La alimentación emocional es un hambre normal que está en todos nosotros, pero cuando es muy dominante se convierte en el terreno de los comedores compulsivos, de aquellos que hacen dieta constantemente o padecen anorexia y bulimia.

 

Comprendiendo el hambre de corazón

Las luchas internas son acalladas con frecuencia a base de llenarnos la boca de comida para no pronunciar palabras cuya carga emocional puede asustarnos; palabras que se refieren a cosas que no nos permitimos sentir. La boca que se cierra y se abre a la comida es la misma boca que quiere hablar.

Con la comida conseguimos rebajar una tensión que nos molesta. Nuestra relación con la comida y los problemas  que tenemos con ella se convierten en un vehículo para comunicar asuntos del corazón que a veces no disponen de otro canal de expresión.

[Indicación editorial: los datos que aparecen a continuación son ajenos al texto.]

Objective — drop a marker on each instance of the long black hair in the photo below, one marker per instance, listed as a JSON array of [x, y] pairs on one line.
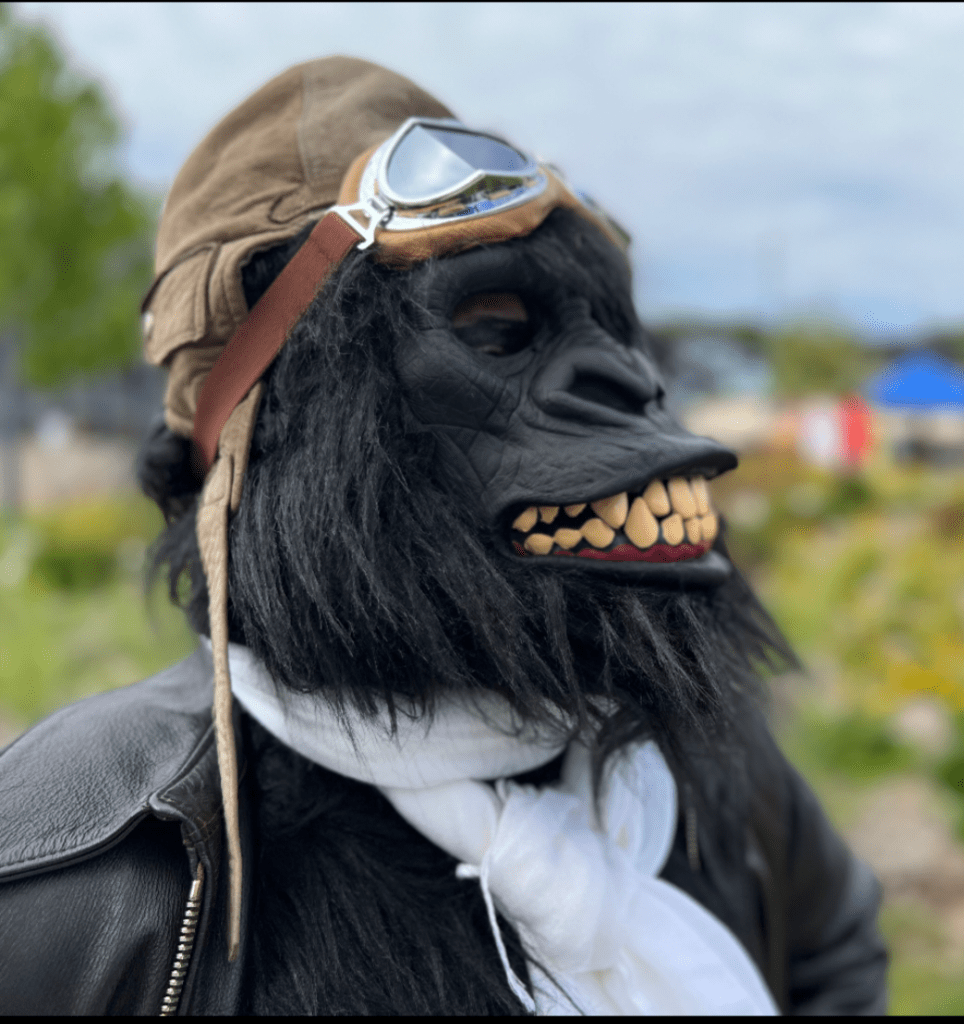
[[355, 569]]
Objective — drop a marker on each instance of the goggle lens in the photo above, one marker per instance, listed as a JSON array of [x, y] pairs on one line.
[[430, 162]]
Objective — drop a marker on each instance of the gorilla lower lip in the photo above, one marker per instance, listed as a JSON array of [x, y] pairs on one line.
[[670, 521]]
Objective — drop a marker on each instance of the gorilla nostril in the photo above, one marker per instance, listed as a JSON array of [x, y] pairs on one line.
[[604, 391]]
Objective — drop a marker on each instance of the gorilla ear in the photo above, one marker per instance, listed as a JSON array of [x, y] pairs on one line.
[[263, 266], [164, 470]]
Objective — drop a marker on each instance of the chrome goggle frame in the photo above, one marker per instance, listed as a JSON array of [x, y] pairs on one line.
[[480, 192]]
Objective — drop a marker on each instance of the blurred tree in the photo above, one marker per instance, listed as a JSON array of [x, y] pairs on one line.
[[76, 253], [814, 357]]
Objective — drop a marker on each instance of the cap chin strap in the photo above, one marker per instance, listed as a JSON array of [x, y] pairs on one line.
[[227, 407], [224, 422]]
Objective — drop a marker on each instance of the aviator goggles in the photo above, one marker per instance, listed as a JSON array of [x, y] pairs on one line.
[[433, 186], [434, 171]]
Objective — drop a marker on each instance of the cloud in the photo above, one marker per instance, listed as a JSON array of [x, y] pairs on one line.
[[706, 128]]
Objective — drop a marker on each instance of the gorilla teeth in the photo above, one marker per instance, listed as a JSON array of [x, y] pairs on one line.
[[538, 544], [694, 530], [671, 512], [527, 520], [598, 534], [701, 495], [641, 527], [656, 497], [681, 498], [613, 511], [672, 527]]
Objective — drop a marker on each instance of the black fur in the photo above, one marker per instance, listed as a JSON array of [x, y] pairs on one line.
[[355, 569]]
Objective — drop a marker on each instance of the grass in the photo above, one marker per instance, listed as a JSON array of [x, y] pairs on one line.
[[865, 574], [74, 619], [866, 577]]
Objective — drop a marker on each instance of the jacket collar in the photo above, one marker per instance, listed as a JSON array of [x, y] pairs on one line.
[[82, 778]]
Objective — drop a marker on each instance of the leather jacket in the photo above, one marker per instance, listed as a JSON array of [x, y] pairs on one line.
[[113, 895]]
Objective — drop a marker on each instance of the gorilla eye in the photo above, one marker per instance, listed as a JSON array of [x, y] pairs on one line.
[[495, 323]]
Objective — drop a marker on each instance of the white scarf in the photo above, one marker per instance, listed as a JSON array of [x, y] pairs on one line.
[[583, 893]]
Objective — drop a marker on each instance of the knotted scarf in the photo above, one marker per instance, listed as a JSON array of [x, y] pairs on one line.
[[577, 878]]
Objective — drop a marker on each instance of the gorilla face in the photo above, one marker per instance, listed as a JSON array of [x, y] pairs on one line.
[[385, 550], [550, 416]]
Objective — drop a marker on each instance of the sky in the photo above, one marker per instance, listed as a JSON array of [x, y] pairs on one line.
[[771, 161]]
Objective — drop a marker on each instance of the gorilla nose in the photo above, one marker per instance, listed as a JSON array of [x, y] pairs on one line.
[[597, 385]]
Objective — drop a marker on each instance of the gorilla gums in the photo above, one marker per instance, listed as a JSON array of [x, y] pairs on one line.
[[498, 743]]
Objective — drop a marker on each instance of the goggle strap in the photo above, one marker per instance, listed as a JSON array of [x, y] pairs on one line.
[[253, 346]]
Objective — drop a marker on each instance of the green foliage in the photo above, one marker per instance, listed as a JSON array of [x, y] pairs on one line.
[[74, 620], [77, 239], [860, 747], [813, 357]]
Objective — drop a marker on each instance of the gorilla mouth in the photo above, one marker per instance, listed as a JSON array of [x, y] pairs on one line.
[[669, 521]]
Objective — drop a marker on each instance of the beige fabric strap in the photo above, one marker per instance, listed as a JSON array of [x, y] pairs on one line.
[[221, 495]]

El lenguaje de la comida es un lenguaje simbólico, una forma de expresar luchas emocionales, ambivalencias, sentimientos de vacío, de vulnerabilidad y necesidad de protección, de deseo y desesperación.

Cuando no podemos expresar lo que sentimos transformamos lo emocional en físico, del corazón lo llevamos al estómago: tengo hambre o no quiero ingerir nada. El lenguaje está lleno de referencias a esta mezcla entre sentimientos y alimentación: `No me lo puedo tragar”, refiriéndonos a algo que rechazamos; “se me revuelve el estómago“, cuando sentimos asco por algo; “tengo mariposas en el estómago”, cuando tenemos angustia.

Cuando aparecen problemas con la comida, convendría reflexionar sobre qué estado de ánimo nos provoca el hambre o la inapetencia; qué deseos, ambiciones, decepciones o fantasías se ocultan tras esos actos que nos llevan a deglutir o a rechazar el alimento. Es inútil perder el tiempo y las energías controlando obsesivamente la dieta, cuando el peso del conflicto se desarrolla en el mundo de los afectos. En muchas ocasiones comer se convierte en una metáfora entre la forma en que vivimos y la manera en la que gestionamos nuestras emociones.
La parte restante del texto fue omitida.